Haslam’s mention that Tennessee Reconnect will be “just like the Tennessee Promise” adds to the confusion.
“Tennessee resident/U.S. citizen/eligible non-citizen/students who graduate from an eligible high School, home school, or earn a GED/HISET (prior to 19th birthday) can receive an award at an eligible postsecondary institution toward tuition and mandatory fees after all other gift aid has been first applied,” according to the Tennessee Student Assistance Corporation website, which outlines eligibility requirements for the Tennessee Promise Scholarship:
Students must attend mandatory meetings and participate in a mentoring program. College students must attend full-time, continue to participate in the mentoring program, and perform 8 hours of community service prior to each term the award is received.
Unanswered in the State of the State address was this question: If Tennessee Reconnect will be just like the Tennessee Promise, will “Tennessee residents” and “eligible non-citizen[s]” be eligible to participate, in addition to “U.S. citizen[s]”?
Gov. Haslam gave an emotionally charged argument introducing his free tuition proposal.

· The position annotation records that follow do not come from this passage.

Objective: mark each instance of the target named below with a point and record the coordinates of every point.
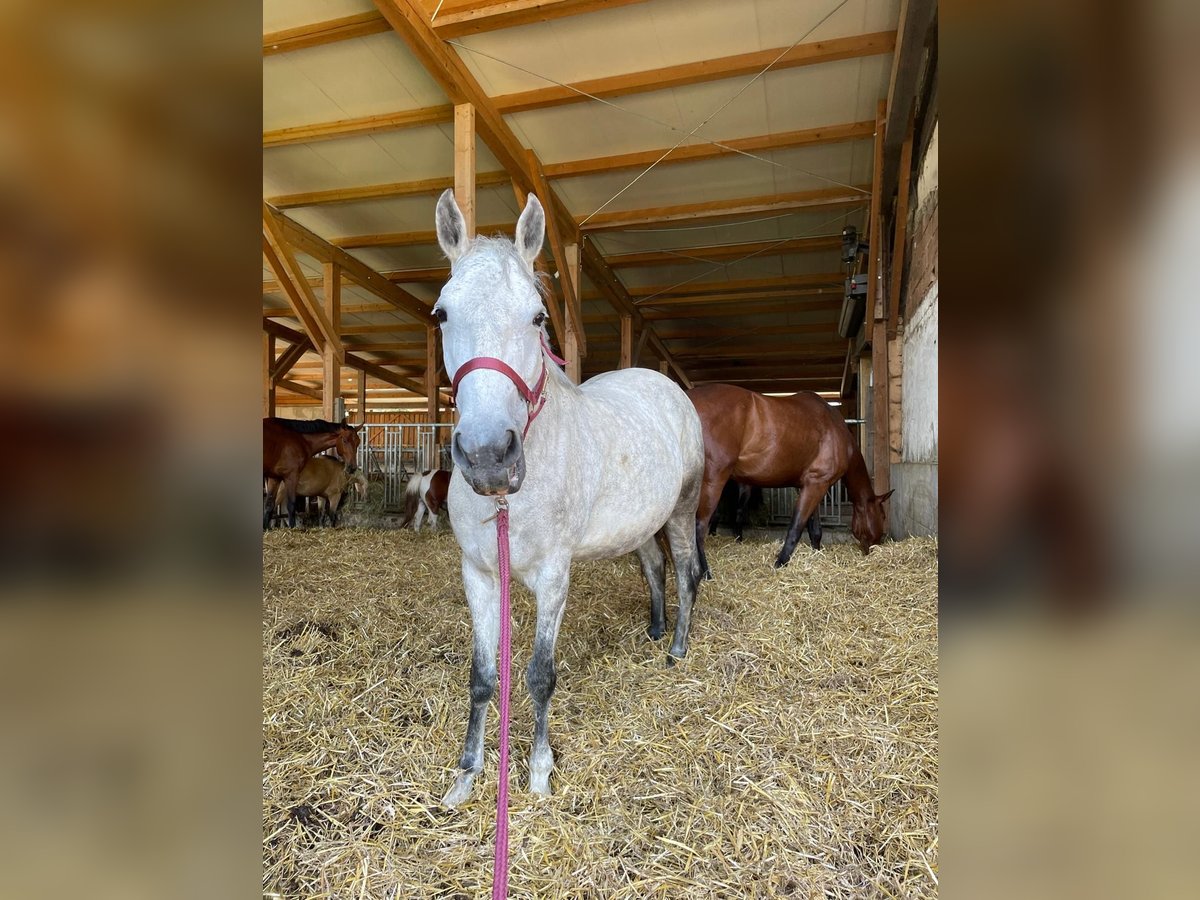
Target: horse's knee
(483, 683)
(540, 679)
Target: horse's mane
(309, 426)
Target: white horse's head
(491, 309)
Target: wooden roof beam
(683, 256)
(822, 198)
(743, 64)
(281, 259)
(322, 33)
(808, 137)
(916, 19)
(712, 150)
(473, 17)
(353, 269)
(739, 297)
(411, 23)
(783, 282)
(431, 186)
(407, 239)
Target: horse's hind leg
(649, 555)
(540, 677)
(805, 505)
(815, 531)
(688, 574)
(483, 599)
(743, 514)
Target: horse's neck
(558, 412)
(858, 480)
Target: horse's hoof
(460, 792)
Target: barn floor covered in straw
(792, 754)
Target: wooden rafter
(733, 297)
(558, 237)
(322, 33)
(705, 288)
(730, 251)
(777, 306)
(916, 17)
(411, 23)
(693, 153)
(361, 125)
(822, 198)
(286, 360)
(406, 239)
(353, 360)
(353, 269)
(654, 79)
(281, 259)
(473, 17)
(431, 186)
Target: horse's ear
(531, 231)
(451, 227)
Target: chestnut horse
(426, 493)
(783, 442)
(287, 445)
(330, 481)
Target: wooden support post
(576, 343)
(431, 372)
(876, 306)
(268, 382)
(331, 369)
(641, 343)
(900, 239)
(561, 231)
(465, 163)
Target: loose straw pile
(792, 754)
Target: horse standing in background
(330, 481)
(426, 493)
(562, 459)
(783, 442)
(287, 445)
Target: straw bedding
(792, 754)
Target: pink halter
(534, 397)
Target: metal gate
(781, 505)
(391, 453)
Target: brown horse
(287, 445)
(329, 480)
(426, 492)
(783, 442)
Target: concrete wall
(913, 507)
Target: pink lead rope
(534, 399)
(501, 870)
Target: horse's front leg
(550, 587)
(484, 600)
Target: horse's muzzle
(491, 468)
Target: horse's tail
(412, 499)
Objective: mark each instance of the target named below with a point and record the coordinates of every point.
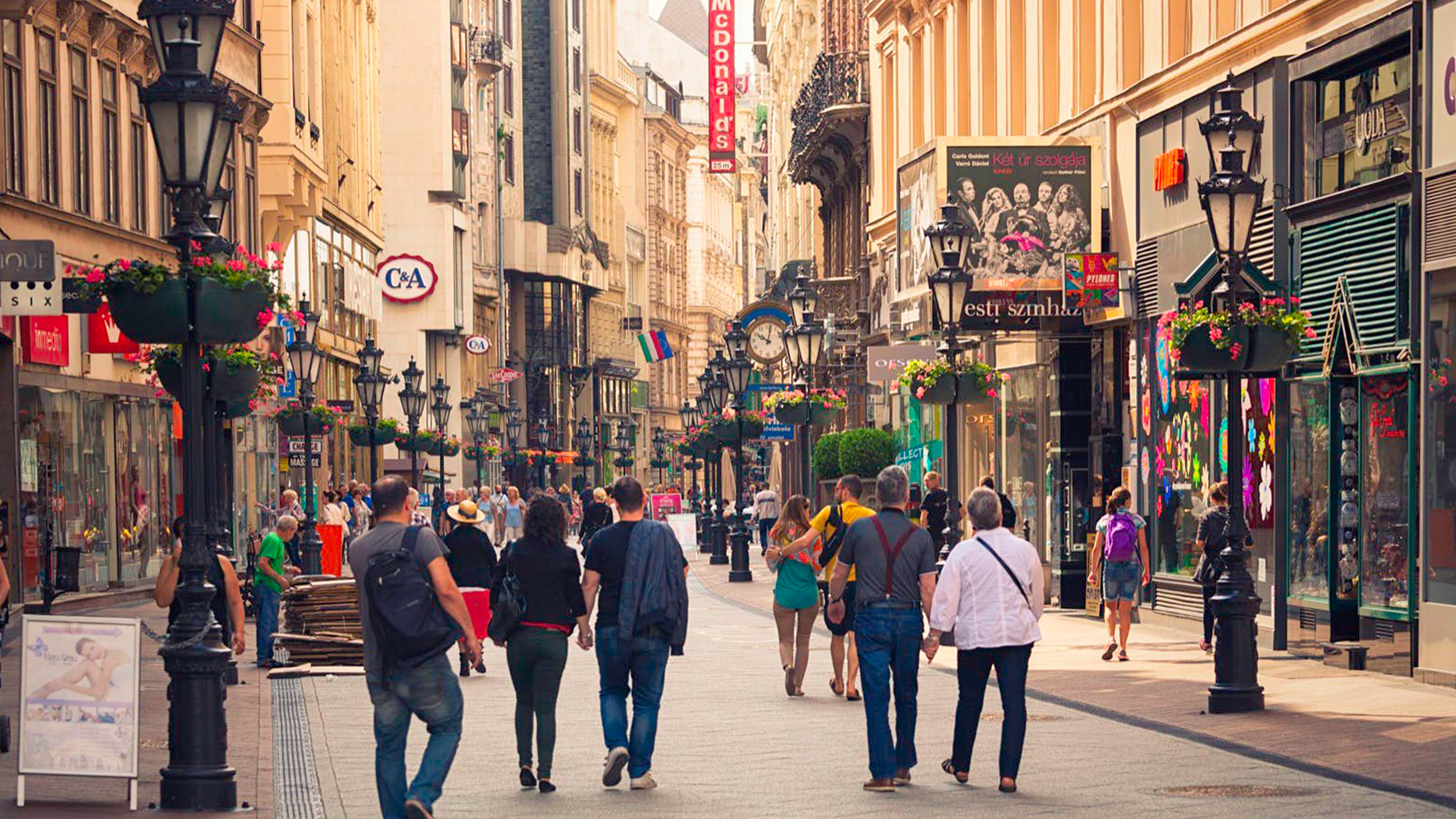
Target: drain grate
(296, 780)
(1237, 792)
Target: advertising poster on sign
(79, 693)
(722, 106)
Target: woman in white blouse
(990, 595)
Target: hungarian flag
(654, 346)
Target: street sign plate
(31, 298)
(28, 261)
(296, 445)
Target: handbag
(507, 605)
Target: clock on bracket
(765, 323)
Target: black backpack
(406, 618)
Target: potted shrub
(236, 296)
(865, 451)
(385, 433)
(293, 419)
(930, 382)
(1254, 338)
(825, 458)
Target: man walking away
(273, 577)
(990, 595)
(641, 575)
(896, 563)
(832, 522)
(427, 689)
(765, 508)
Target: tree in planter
(865, 451)
(825, 458)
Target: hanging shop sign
(1091, 281)
(722, 106)
(406, 278)
(79, 697)
(1170, 169)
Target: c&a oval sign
(406, 277)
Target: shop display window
(1385, 495)
(1310, 489)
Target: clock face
(766, 341)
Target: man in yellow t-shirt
(842, 645)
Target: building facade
(92, 461)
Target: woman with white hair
(990, 595)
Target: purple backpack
(1120, 538)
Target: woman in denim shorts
(1122, 577)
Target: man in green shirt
(271, 581)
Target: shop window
(1363, 126)
(1385, 495)
(1310, 489)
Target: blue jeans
(431, 693)
(889, 642)
(638, 666)
(266, 611)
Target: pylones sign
(721, 88)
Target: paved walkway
(1362, 726)
(250, 735)
(733, 745)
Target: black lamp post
(412, 401)
(370, 386)
(1230, 198)
(478, 422)
(737, 373)
(193, 124)
(950, 287)
(306, 360)
(440, 410)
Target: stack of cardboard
(321, 623)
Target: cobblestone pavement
(733, 745)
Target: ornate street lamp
(950, 287)
(306, 360)
(440, 410)
(370, 387)
(412, 401)
(1230, 198)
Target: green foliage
(865, 451)
(825, 458)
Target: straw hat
(466, 513)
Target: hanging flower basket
(1254, 338)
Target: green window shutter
(1363, 252)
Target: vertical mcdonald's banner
(721, 90)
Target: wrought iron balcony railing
(836, 80)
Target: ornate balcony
(830, 118)
(486, 50)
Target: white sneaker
(616, 760)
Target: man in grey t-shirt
(430, 689)
(887, 623)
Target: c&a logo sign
(406, 278)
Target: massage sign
(406, 278)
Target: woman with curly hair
(550, 577)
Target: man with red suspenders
(894, 561)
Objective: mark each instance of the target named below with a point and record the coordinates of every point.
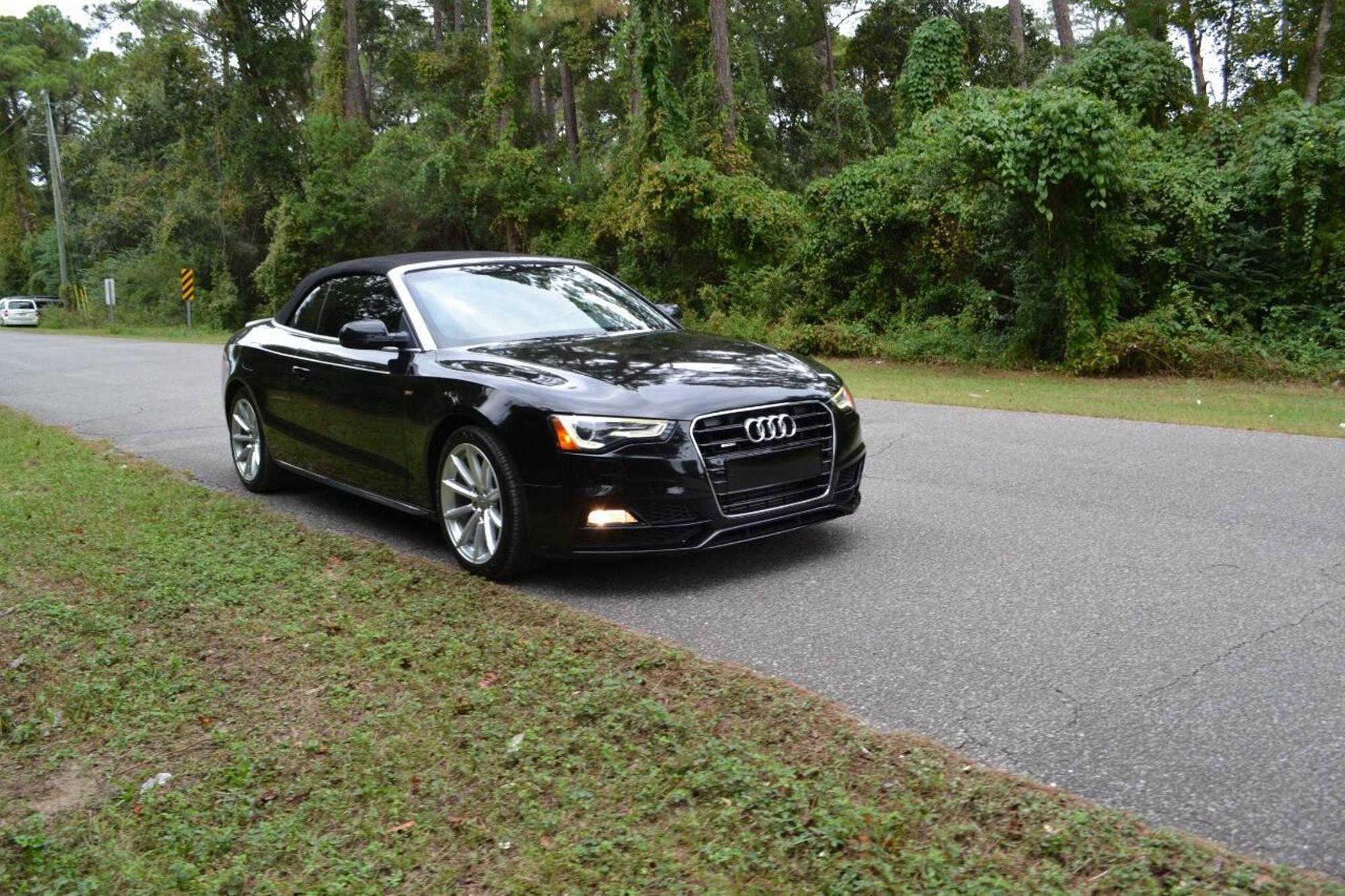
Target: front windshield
(510, 302)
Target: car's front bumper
(669, 491)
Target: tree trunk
(1315, 61)
(572, 119)
(723, 72)
(1198, 61)
(1194, 41)
(829, 61)
(548, 115)
(1065, 30)
(1019, 44)
(357, 103)
(535, 103)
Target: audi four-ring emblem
(771, 428)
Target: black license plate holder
(774, 469)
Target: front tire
(482, 506)
(248, 447)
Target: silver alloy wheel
(470, 498)
(245, 439)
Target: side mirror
(372, 334)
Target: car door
(280, 372)
(361, 393)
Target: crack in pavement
(1252, 641)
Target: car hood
(672, 373)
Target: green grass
(342, 717)
(1296, 408)
(178, 333)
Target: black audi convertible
(536, 408)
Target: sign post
(189, 291)
(110, 296)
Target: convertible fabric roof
(377, 266)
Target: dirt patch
(65, 791)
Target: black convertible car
(536, 407)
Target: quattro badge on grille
(771, 428)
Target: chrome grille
(722, 438)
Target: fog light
(611, 518)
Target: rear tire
(482, 506)
(248, 447)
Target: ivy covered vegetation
(933, 179)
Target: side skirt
(356, 490)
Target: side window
(361, 298)
(309, 311)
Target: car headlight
(843, 400)
(576, 432)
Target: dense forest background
(911, 178)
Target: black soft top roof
(377, 266)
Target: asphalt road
(1145, 614)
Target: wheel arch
(442, 432)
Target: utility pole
(57, 202)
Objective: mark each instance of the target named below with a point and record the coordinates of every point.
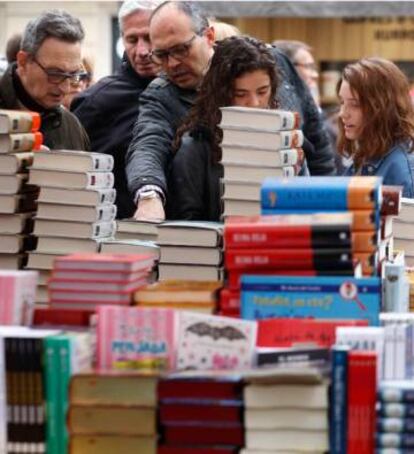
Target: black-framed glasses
(179, 52)
(54, 76)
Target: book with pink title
(17, 296)
(213, 342)
(135, 338)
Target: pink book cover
(135, 338)
(213, 342)
(17, 296)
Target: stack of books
(361, 196)
(286, 412)
(302, 244)
(257, 143)
(404, 231)
(200, 412)
(19, 137)
(113, 413)
(395, 424)
(190, 249)
(200, 296)
(84, 281)
(75, 206)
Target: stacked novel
(113, 413)
(360, 195)
(395, 424)
(19, 138)
(302, 244)
(200, 412)
(198, 296)
(190, 250)
(75, 205)
(84, 281)
(403, 230)
(286, 411)
(257, 143)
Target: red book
(204, 434)
(296, 230)
(362, 393)
(303, 259)
(200, 388)
(54, 317)
(285, 332)
(225, 411)
(180, 449)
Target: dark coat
(108, 111)
(164, 105)
(60, 128)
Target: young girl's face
(350, 112)
(252, 89)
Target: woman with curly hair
(376, 122)
(242, 72)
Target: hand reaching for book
(150, 210)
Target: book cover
(135, 338)
(213, 342)
(316, 297)
(342, 193)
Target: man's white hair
(131, 6)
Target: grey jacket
(163, 107)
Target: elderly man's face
(39, 74)
(184, 55)
(135, 36)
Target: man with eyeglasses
(183, 43)
(48, 63)
(109, 109)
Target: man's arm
(294, 95)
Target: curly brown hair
(388, 113)
(233, 57)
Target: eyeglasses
(179, 52)
(310, 66)
(57, 77)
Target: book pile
(190, 249)
(295, 244)
(17, 296)
(200, 413)
(84, 281)
(286, 412)
(200, 296)
(395, 424)
(257, 143)
(113, 413)
(19, 137)
(361, 196)
(65, 354)
(404, 231)
(75, 206)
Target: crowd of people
(158, 116)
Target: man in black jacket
(183, 45)
(109, 109)
(48, 62)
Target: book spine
(339, 398)
(99, 180)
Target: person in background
(108, 110)
(84, 83)
(242, 73)
(48, 63)
(12, 47)
(183, 44)
(376, 127)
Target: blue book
(328, 193)
(339, 400)
(312, 297)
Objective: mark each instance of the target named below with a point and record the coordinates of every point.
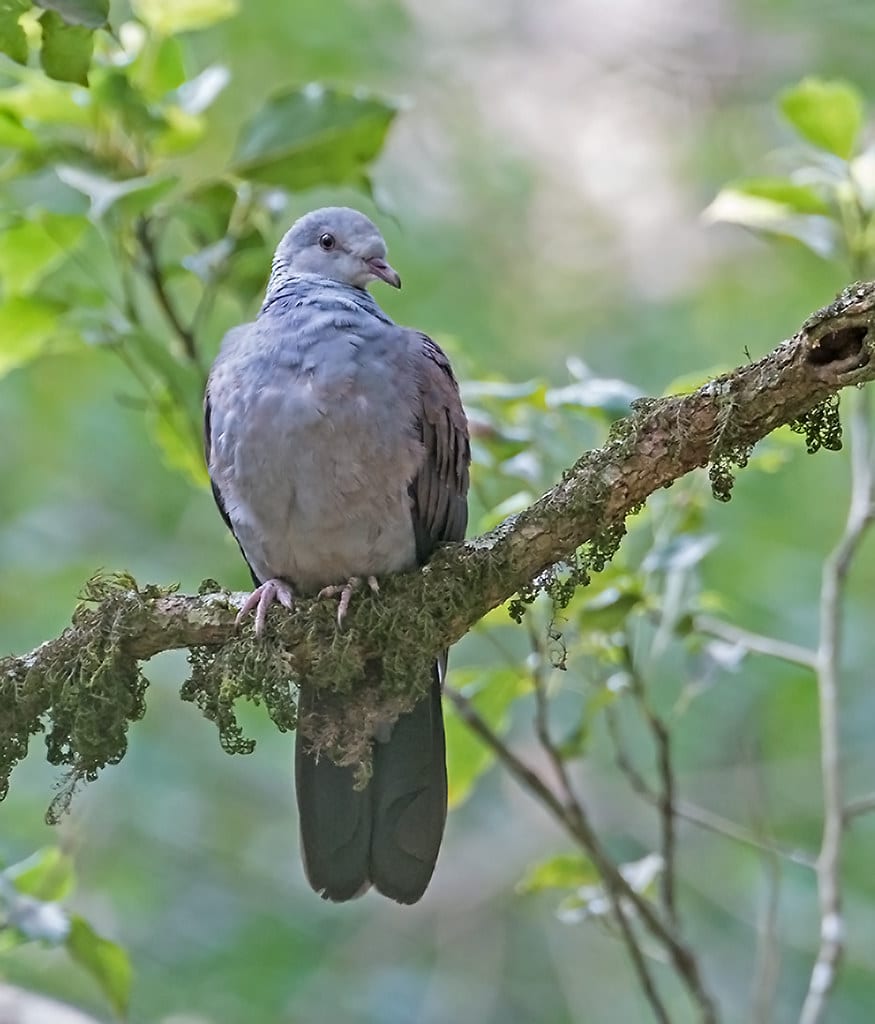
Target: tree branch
(419, 613)
(835, 571)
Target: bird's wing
(216, 493)
(439, 492)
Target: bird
(338, 452)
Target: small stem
(857, 808)
(665, 797)
(756, 643)
(835, 572)
(575, 821)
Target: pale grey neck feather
(298, 290)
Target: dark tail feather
(410, 801)
(388, 834)
(335, 825)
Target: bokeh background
(541, 195)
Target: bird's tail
(388, 834)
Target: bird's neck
(304, 289)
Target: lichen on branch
(84, 687)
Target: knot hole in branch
(845, 345)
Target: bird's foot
(345, 591)
(261, 598)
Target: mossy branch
(85, 686)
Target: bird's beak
(381, 269)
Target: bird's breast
(314, 465)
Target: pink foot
(346, 591)
(261, 598)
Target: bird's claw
(261, 598)
(346, 591)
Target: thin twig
(575, 821)
(835, 572)
(156, 280)
(532, 781)
(696, 815)
(756, 643)
(767, 960)
(767, 956)
(664, 798)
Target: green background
(541, 197)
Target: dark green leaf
(826, 113)
(13, 134)
(31, 249)
(115, 93)
(89, 13)
(46, 876)
(160, 68)
(207, 210)
(13, 42)
(568, 870)
(29, 327)
(313, 136)
(105, 961)
(67, 49)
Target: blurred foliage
(133, 231)
(31, 895)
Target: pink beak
(381, 269)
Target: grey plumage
(337, 448)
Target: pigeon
(338, 452)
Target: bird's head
(336, 243)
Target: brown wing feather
(439, 492)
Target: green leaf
(90, 13)
(46, 875)
(795, 198)
(819, 233)
(29, 327)
(829, 114)
(105, 961)
(159, 68)
(568, 870)
(612, 397)
(32, 249)
(13, 134)
(115, 93)
(132, 196)
(313, 136)
(40, 98)
(167, 17)
(13, 41)
(67, 49)
(609, 610)
(492, 691)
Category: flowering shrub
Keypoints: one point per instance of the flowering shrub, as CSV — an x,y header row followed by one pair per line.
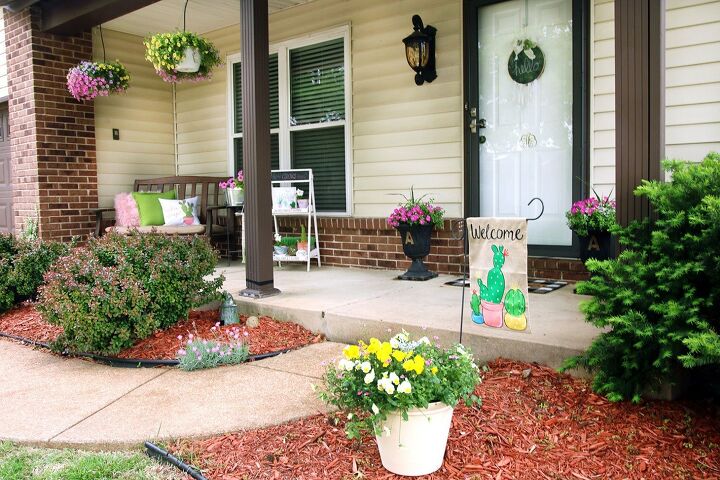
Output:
x,y
120,289
234,182
198,353
372,380
166,50
594,213
417,212
23,264
89,80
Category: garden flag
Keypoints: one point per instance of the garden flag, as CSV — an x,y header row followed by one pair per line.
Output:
x,y
498,272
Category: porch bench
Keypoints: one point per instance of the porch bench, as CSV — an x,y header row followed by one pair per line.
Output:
x,y
206,188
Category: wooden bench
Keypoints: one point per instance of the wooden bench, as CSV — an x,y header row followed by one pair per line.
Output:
x,y
206,188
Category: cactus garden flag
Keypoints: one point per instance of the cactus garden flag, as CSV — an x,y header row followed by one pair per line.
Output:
x,y
498,272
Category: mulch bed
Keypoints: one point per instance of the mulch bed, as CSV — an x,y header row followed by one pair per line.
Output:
x,y
269,336
534,424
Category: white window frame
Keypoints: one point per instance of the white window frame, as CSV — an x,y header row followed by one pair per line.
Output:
x,y
284,129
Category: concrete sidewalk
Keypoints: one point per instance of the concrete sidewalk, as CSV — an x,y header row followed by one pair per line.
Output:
x,y
63,402
349,304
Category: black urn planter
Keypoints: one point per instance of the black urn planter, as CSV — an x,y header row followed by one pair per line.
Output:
x,y
597,245
416,246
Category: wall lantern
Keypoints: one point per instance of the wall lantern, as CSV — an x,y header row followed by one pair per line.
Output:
x,y
420,51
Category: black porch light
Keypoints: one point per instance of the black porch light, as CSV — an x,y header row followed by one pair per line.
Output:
x,y
420,51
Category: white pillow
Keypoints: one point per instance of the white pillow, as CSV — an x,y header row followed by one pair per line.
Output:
x,y
180,212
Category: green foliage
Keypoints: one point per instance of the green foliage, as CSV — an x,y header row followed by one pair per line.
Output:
x,y
378,378
658,301
495,289
23,263
120,289
515,302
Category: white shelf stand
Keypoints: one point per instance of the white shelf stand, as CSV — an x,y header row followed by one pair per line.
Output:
x,y
301,178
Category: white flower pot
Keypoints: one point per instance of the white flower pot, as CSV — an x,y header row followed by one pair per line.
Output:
x,y
190,62
416,446
235,196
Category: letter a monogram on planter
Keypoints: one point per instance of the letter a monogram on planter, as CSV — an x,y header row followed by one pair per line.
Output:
x,y
498,272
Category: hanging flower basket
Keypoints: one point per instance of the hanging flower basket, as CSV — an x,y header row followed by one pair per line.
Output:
x,y
181,56
89,80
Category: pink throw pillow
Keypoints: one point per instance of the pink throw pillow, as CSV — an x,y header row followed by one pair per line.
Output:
x,y
126,211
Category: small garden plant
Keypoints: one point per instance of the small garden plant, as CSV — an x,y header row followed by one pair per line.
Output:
x,y
658,302
376,378
197,353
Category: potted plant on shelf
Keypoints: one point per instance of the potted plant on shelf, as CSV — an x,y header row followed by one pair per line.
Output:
x,y
592,219
181,56
234,189
89,80
415,220
404,393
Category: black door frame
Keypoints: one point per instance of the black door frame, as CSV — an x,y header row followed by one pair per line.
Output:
x,y
581,114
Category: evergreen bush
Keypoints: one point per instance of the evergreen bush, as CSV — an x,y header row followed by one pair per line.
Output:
x,y
123,288
658,301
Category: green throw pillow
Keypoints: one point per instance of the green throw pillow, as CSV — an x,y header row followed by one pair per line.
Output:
x,y
149,206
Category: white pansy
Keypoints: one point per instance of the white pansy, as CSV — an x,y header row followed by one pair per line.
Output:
x,y
405,387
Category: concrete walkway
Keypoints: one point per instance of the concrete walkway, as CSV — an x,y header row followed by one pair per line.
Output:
x,y
48,400
349,304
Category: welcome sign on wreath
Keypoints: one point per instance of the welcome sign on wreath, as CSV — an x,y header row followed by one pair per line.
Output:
x,y
527,62
498,271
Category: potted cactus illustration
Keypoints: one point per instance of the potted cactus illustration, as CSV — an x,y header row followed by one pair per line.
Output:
x,y
491,294
188,217
475,306
515,310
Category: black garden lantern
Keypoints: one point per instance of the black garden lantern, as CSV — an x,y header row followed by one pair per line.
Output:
x,y
420,51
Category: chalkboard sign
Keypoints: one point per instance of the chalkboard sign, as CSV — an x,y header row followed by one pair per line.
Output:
x,y
526,62
290,175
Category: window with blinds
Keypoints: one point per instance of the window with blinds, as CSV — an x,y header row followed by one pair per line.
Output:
x,y
312,96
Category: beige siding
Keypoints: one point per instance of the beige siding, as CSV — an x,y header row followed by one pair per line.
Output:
x,y
404,135
692,115
3,58
144,115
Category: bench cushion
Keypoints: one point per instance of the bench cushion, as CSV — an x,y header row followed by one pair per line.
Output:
x,y
160,229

“We need to reach the working mother that went to college but didn’t complete, or the son with sons of his own who like his dad never went to college but knows that he needs to upgrade his skills,” he said:
Adults currently can attend a TCAT tuition free, and we were the first state in the nation to offer a program like the Tennessee Promise. Tonight, I’m introducing the next step in making certain that everyone in Tennessee has the opportunity to earn their degree.
Press reports indicated that Haslam’s free tuition proposal was enthusiastically cheered by the members of the General Assembly in his audience.